People with type 1 diabetes, particularly those with poor glycemic control, are at markedly increased risk for cardiovascular disease than the general population. Even more puzzling, in individuals with type 1 diabetes, many of the risk factors for cardiovascular disease do not line up with the known risk factors associated with type 2 diabetes.
Dr. Myra Lipes, Investigator in the Section on Immunobiology at Joslin Diabetes Center at Harvard Medical School, has been working for more than a decade to understand exactly what leads to such increase risk of cardiovascular disease in patients with type 1 diabetes and what can be done about it.
“Heart failure in particular has recently been recognized as an important complication of type 1 with national register-based studies showing tenfold increased risk of heart failure in individuals with poor glycemic control,” says Dr. Lipes. “In addition, there’s a higher case fatality rate in type 1 than type 2 diabetes, which suggests different mechanisms for heart failure might be involved in type 1 diabetes.” Given the burden of heart failure in type 1 diabetes, the early identification of patients at particular risk is of importance.
New research from Dr. Lipes’s lab at Joslin shows that in people with type 1 diabetes without known cardiovascular disease, the presence of autoantibodies against heart muscle proteins was associated with cardiac magnetic resonance (CMR) imaging evidence of increased volume of the left ventricle (the heart’s main pumping chamber), increased muscle mass, and reduced pumping function (ejection fraction), features that are associated with higher risk of failure in the general population. This new study was published in Circulation.
Antibodies are normally produced by the immune system and circulate in the blood, playing in important role in the body’s defense against infection. In autoimmune-prone people, the body misidentifies its own proteins as threats and attacks. This is what happens in type 1 diabetes—the immune system thinks pancreatic beta cells are invaders and destroys them. In these situations, antibodies are called autoantibodies. So, perhaps it’s not too surprising that this complication of type 1 diabetes also involves a faulty immune response against the heart muscle cells.
Previous studies run by Dr. Lipes’ group have shown that mouse models of type 1 diabetes developed dilated cardiomyopathy (weakened heart muscle) and early heart failure associated with the presence of autoantibodies directed against heart muscle proteins. Her group has also shown that poor glycemic control in patients with type 1 diabetes—but not in those with type 2 diabetes—was associated with cardiac autoimmunity. An unexpected finding was the similar cardiac autoantibody levels in the patients with type 1 diabetes, who were young adult and without diabetes complications, and a heart failure cohort with Chagas’ cardiomyopathy, which is thought to be caused by chronic inflammation of the heart muscle (“myocarditis”), raising the possibility of a subclinical autoimmune-associated myocardial dysfunction in type 1 diabetes ” says Dr. Lipes.
In this study, Lipes wanted to determine whether the dilated heart phenotype seen in mouse models and Chagas’ patients was also present in people with type 1 diabetes who had these circulating autoantibodies. She and her team used data gathered from a participants involved in the post-Diabetes Control and Complications Trial (DCCT) Epidemiology of Diabetes Interventions and Complications (EDIC) follow-up study, and consisted of people who had type 1 diabetes for an average of 28 years. As part of this study, the participants had their heart imaged using CMR, the gold-standard noninvasive imaging technique for assessing heart structure and function.

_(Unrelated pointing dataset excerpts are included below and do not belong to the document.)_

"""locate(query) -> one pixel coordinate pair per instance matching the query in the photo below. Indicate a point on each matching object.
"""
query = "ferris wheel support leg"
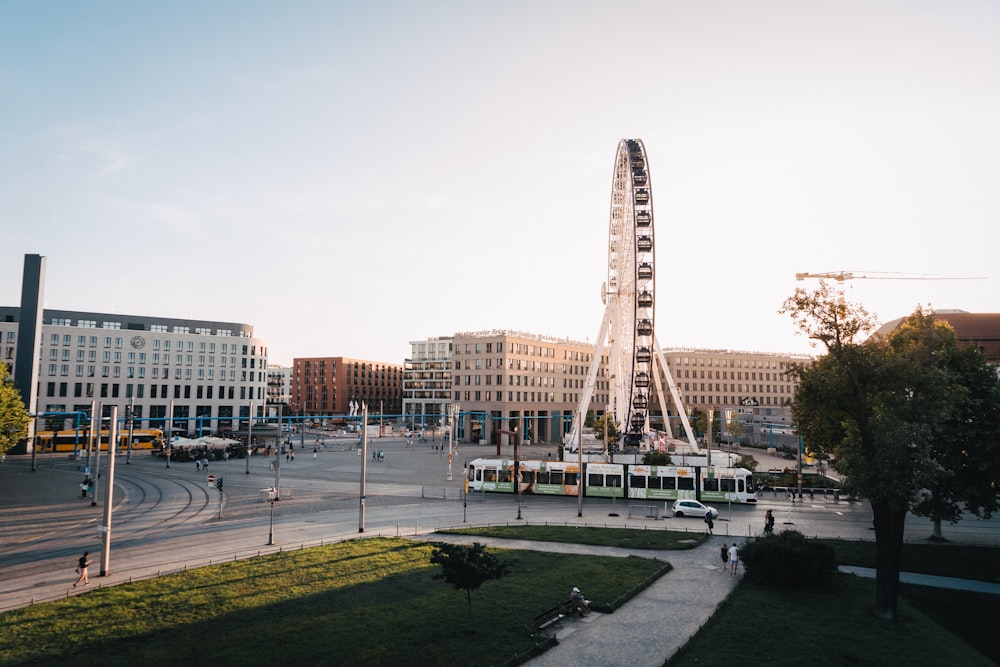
(577, 426)
(673, 393)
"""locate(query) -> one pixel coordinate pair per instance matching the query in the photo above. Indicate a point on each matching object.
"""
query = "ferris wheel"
(628, 295)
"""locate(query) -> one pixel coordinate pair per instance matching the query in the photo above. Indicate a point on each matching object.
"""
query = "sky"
(349, 177)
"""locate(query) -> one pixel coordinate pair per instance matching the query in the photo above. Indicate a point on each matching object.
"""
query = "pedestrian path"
(650, 627)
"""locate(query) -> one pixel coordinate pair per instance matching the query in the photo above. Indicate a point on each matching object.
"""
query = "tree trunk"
(468, 599)
(889, 524)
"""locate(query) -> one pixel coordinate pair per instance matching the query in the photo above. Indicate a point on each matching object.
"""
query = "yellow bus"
(73, 440)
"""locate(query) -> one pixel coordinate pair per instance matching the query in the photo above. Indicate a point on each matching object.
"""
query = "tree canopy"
(14, 418)
(467, 568)
(900, 413)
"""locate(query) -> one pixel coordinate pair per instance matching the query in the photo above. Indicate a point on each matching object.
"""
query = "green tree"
(14, 418)
(965, 443)
(878, 408)
(467, 568)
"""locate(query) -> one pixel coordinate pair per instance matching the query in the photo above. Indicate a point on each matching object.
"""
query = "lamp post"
(270, 527)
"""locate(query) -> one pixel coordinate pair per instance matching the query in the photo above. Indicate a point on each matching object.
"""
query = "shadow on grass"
(371, 602)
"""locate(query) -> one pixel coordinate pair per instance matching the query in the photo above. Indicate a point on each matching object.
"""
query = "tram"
(614, 480)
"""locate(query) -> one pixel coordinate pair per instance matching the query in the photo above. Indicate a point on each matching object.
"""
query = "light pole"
(249, 436)
(270, 527)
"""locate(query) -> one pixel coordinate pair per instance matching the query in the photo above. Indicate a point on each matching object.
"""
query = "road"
(168, 519)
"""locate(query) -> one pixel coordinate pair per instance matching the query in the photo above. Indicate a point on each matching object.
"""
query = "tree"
(14, 418)
(965, 443)
(467, 568)
(880, 407)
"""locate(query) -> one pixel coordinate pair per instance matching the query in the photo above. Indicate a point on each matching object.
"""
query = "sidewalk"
(650, 627)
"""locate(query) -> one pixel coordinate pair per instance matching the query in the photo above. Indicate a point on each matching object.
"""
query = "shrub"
(788, 560)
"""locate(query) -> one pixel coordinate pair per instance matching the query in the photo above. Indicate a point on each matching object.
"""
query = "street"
(168, 519)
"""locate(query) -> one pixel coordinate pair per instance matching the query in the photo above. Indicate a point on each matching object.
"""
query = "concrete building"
(327, 386)
(980, 329)
(500, 382)
(279, 387)
(208, 371)
(753, 387)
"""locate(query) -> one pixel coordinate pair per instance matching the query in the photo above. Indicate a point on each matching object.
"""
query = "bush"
(788, 560)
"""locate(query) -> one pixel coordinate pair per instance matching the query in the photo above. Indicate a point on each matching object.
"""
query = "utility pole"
(249, 436)
(97, 453)
(131, 422)
(364, 466)
(109, 496)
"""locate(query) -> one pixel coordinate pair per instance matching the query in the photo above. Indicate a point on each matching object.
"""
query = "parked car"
(693, 508)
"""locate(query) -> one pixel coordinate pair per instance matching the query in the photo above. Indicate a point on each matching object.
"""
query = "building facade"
(328, 386)
(752, 387)
(207, 372)
(501, 383)
(279, 388)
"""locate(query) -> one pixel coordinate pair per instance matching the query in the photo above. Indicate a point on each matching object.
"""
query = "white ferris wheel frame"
(634, 357)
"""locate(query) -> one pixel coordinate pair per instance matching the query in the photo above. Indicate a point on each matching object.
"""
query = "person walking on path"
(81, 567)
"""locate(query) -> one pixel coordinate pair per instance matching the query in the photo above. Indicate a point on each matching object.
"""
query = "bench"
(550, 617)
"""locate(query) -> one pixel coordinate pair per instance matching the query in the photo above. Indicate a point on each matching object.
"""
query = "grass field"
(365, 602)
(375, 602)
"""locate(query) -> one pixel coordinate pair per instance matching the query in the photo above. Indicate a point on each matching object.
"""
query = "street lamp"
(270, 528)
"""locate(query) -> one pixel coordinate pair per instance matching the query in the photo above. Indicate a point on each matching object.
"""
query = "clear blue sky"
(351, 176)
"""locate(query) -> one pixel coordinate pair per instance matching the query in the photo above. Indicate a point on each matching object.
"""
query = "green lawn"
(607, 537)
(829, 628)
(365, 602)
(375, 602)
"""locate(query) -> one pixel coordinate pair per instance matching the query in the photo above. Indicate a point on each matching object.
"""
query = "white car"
(693, 508)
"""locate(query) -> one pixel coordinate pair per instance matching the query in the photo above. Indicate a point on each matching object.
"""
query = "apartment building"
(501, 382)
(754, 387)
(328, 386)
(208, 371)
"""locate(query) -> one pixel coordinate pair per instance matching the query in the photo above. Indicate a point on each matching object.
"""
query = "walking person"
(81, 567)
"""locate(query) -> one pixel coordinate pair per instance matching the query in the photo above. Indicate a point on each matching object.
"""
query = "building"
(501, 382)
(208, 372)
(980, 329)
(328, 386)
(753, 387)
(279, 387)
(427, 383)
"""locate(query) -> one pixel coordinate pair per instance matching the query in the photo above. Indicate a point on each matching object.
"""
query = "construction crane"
(841, 276)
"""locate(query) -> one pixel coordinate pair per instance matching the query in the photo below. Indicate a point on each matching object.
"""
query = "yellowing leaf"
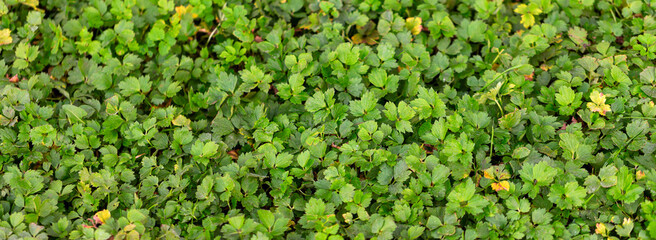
(414, 24)
(488, 173)
(103, 215)
(182, 10)
(598, 103)
(503, 185)
(601, 229)
(5, 37)
(527, 20)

“In the study, we measured autoantibodies to heart muscle proteins in blood samples taken from the time of CMR imaging in 892 EDIC participants without any known cardiovascular disease,” says Lipes. “And then we examined where the presence of cardiac antibodies was associated with CMR evidence of myocardial dysfunction.”

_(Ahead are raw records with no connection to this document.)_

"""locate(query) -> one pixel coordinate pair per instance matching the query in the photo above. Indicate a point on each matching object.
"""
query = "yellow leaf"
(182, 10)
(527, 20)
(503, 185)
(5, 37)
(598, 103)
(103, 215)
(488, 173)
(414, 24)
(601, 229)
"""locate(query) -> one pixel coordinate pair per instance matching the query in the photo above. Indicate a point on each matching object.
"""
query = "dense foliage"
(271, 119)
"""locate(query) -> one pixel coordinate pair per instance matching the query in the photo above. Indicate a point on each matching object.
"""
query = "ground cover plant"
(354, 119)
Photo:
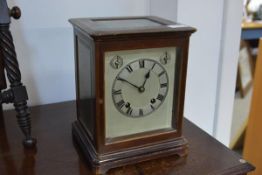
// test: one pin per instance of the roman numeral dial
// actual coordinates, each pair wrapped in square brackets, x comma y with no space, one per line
[140,87]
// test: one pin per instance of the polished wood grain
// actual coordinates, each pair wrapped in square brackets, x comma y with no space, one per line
[253,141]
[56,153]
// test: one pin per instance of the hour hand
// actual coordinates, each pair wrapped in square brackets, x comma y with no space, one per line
[124,80]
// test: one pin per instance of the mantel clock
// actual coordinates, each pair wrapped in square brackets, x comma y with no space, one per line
[130,85]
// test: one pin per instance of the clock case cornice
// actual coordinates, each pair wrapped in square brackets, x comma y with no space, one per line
[166,28]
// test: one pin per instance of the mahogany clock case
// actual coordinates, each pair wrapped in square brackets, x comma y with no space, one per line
[91,42]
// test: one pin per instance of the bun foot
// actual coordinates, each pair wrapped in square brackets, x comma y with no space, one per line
[29,143]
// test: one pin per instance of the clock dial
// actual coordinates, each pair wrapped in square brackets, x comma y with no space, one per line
[140,88]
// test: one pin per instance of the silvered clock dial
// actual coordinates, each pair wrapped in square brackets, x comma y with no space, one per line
[140,88]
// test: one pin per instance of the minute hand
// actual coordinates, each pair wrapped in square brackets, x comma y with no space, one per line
[121,79]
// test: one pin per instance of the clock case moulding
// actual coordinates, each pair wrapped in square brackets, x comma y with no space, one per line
[89,134]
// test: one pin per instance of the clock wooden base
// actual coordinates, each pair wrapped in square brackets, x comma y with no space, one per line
[101,163]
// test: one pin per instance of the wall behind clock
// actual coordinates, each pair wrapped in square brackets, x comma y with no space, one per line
[44,42]
[212,59]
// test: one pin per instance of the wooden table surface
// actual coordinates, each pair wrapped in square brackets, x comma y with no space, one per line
[56,153]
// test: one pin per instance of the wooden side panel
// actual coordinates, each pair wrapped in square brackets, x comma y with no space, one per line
[253,141]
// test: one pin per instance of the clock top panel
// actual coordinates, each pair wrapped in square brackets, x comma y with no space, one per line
[99,27]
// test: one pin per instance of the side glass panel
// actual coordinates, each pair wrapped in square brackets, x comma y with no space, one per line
[86,89]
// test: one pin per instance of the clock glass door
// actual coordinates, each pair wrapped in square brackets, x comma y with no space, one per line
[139,91]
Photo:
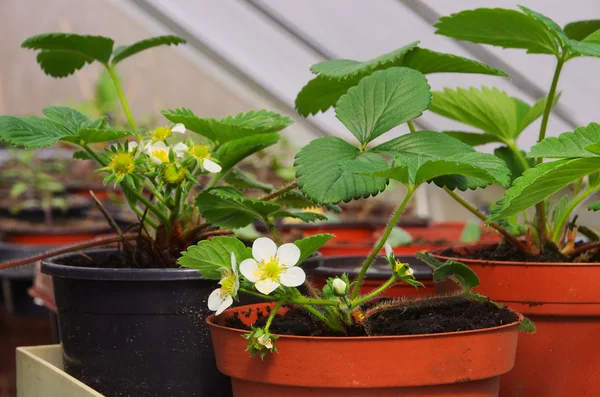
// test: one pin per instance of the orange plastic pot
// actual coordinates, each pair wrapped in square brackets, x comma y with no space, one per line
[562,358]
[379,273]
[467,364]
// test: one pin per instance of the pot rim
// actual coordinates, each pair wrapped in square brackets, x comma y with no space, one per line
[486,262]
[210,321]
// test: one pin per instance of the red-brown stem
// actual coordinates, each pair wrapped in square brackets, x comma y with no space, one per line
[70,248]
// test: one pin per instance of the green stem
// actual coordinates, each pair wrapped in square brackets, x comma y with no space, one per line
[272,315]
[393,221]
[557,233]
[374,293]
[541,207]
[117,84]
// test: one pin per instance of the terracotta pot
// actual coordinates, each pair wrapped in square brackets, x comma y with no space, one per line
[379,273]
[439,365]
[563,299]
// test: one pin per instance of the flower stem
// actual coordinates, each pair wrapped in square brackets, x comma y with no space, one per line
[557,232]
[505,233]
[117,84]
[541,206]
[280,191]
[392,222]
[374,293]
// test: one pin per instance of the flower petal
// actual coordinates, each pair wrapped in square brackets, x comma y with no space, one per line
[292,277]
[179,128]
[263,249]
[266,286]
[215,300]
[288,255]
[211,166]
[249,269]
[228,301]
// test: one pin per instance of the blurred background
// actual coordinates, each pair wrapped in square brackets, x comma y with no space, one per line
[252,54]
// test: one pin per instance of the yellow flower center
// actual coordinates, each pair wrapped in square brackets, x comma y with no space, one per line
[161,133]
[200,152]
[270,269]
[122,164]
[173,174]
[228,283]
[160,154]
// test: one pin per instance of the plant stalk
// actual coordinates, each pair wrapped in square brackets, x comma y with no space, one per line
[392,222]
[505,233]
[126,109]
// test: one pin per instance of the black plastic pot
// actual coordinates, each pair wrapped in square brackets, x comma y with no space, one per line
[137,332]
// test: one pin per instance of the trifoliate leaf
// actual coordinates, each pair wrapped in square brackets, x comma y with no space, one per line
[321,176]
[228,207]
[345,68]
[126,51]
[383,101]
[500,27]
[538,183]
[310,245]
[208,256]
[568,144]
[64,53]
[231,127]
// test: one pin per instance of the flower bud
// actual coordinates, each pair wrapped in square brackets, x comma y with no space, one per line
[340,288]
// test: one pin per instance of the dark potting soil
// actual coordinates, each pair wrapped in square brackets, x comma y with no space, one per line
[508,252]
[427,317]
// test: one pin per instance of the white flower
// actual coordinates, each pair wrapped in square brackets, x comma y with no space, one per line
[211,166]
[221,298]
[178,128]
[272,266]
[180,149]
[158,152]
[339,286]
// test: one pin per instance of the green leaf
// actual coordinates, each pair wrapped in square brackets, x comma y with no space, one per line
[93,135]
[581,29]
[569,144]
[241,179]
[344,68]
[429,61]
[310,245]
[321,93]
[472,138]
[383,101]
[399,237]
[31,131]
[527,326]
[321,175]
[512,162]
[459,272]
[490,110]
[231,127]
[126,51]
[538,183]
[594,206]
[208,256]
[429,154]
[471,232]
[500,27]
[227,207]
[64,53]
[69,118]
[304,216]
[232,152]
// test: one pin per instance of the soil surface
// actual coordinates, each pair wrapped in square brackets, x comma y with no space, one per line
[426,317]
[507,252]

They found that although the recent A1c levels were similar in participants with and without cardiac autoantibodies, presence of cardiac autoantibodies identified patients with worse glycemic control in the past, suggesting that cardiac autoantibodies are markers of long-term glycemic exposure. In addition, they found that the CMR scans from people with two or more of these autoantibodies showed dilated hearts. They sorted patients into categories based on numbers of circulating autoantibodies, which indicated that people with more of these specific autoantibodies had more pronounced changes to the heart. These findings were not weakened after adjusting for traditional cardiovascular risk factors, suggesting these changes were primarily due to cardiac autoimmunity.

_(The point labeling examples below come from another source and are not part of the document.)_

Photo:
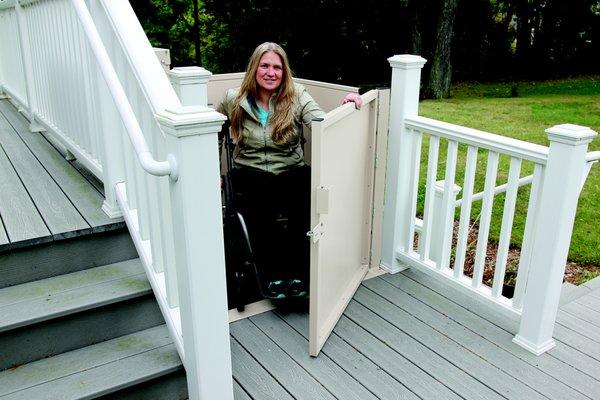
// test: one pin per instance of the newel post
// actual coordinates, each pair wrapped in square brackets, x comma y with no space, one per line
[24,43]
[404,102]
[552,234]
[190,84]
[191,135]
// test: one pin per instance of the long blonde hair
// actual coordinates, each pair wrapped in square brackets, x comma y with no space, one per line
[283,116]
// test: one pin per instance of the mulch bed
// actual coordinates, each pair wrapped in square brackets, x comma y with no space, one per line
[574,273]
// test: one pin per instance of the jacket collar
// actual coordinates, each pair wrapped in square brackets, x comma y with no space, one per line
[249,105]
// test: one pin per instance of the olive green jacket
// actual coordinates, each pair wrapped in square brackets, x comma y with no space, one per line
[257,150]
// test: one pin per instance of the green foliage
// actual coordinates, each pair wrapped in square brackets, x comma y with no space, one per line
[169,24]
[488,107]
[348,41]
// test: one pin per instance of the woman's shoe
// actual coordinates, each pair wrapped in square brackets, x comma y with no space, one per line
[297,288]
[276,290]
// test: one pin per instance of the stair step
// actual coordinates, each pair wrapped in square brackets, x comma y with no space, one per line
[106,245]
[71,293]
[70,311]
[96,370]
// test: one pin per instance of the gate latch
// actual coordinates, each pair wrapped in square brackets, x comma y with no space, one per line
[316,232]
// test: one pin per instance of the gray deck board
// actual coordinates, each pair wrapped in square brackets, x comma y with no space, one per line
[328,373]
[591,301]
[583,313]
[58,212]
[255,380]
[239,393]
[430,360]
[585,328]
[3,236]
[21,219]
[563,362]
[369,374]
[424,385]
[84,196]
[299,383]
[518,369]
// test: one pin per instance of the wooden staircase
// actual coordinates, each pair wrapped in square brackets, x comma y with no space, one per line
[78,319]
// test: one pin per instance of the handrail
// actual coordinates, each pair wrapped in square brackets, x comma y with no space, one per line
[138,51]
[147,161]
[474,137]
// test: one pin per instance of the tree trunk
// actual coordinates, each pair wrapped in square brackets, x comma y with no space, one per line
[440,75]
[415,27]
[196,34]
[523,36]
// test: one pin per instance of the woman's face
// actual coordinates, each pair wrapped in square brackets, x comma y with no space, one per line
[269,72]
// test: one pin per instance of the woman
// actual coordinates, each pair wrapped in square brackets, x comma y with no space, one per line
[266,115]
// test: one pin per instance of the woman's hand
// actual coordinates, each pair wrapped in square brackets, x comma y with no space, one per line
[353,98]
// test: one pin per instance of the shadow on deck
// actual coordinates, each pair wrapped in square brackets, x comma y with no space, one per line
[405,336]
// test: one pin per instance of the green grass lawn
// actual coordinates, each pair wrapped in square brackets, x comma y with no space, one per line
[539,105]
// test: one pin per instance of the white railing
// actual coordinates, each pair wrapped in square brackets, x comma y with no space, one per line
[86,74]
[431,244]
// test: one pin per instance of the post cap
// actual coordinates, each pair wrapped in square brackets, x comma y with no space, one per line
[190,75]
[190,120]
[407,61]
[570,134]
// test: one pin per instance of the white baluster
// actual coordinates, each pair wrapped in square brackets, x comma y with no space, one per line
[552,234]
[196,208]
[413,187]
[507,223]
[406,78]
[465,212]
[530,223]
[486,217]
[440,219]
[449,198]
[25,44]
[425,240]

They knew from previous research that the heart can have structural and functional changes related to the metabolic problems of diabetes itself; however, these relationships were relatively modest. For example, higher A1C levels were associated with slightly smaller left ventricle volumes that were not clinically significant. But this study suggests that higher A1C levels can trigger an additional autoimmune response that damages the heart in a different and more pronounced way that leads to enlargement and worse function, features that are known to be associated with a high risk of heart failure.
“This points to a novel process involving the heart and linked to poor glycemic control in type 1 diabetes,” says Lipes.
Because cardiac autoantibodies can be detected in simple blood test, this research opens a new avenue for detecting the potential for heart failure in patients with type 1 diabetes.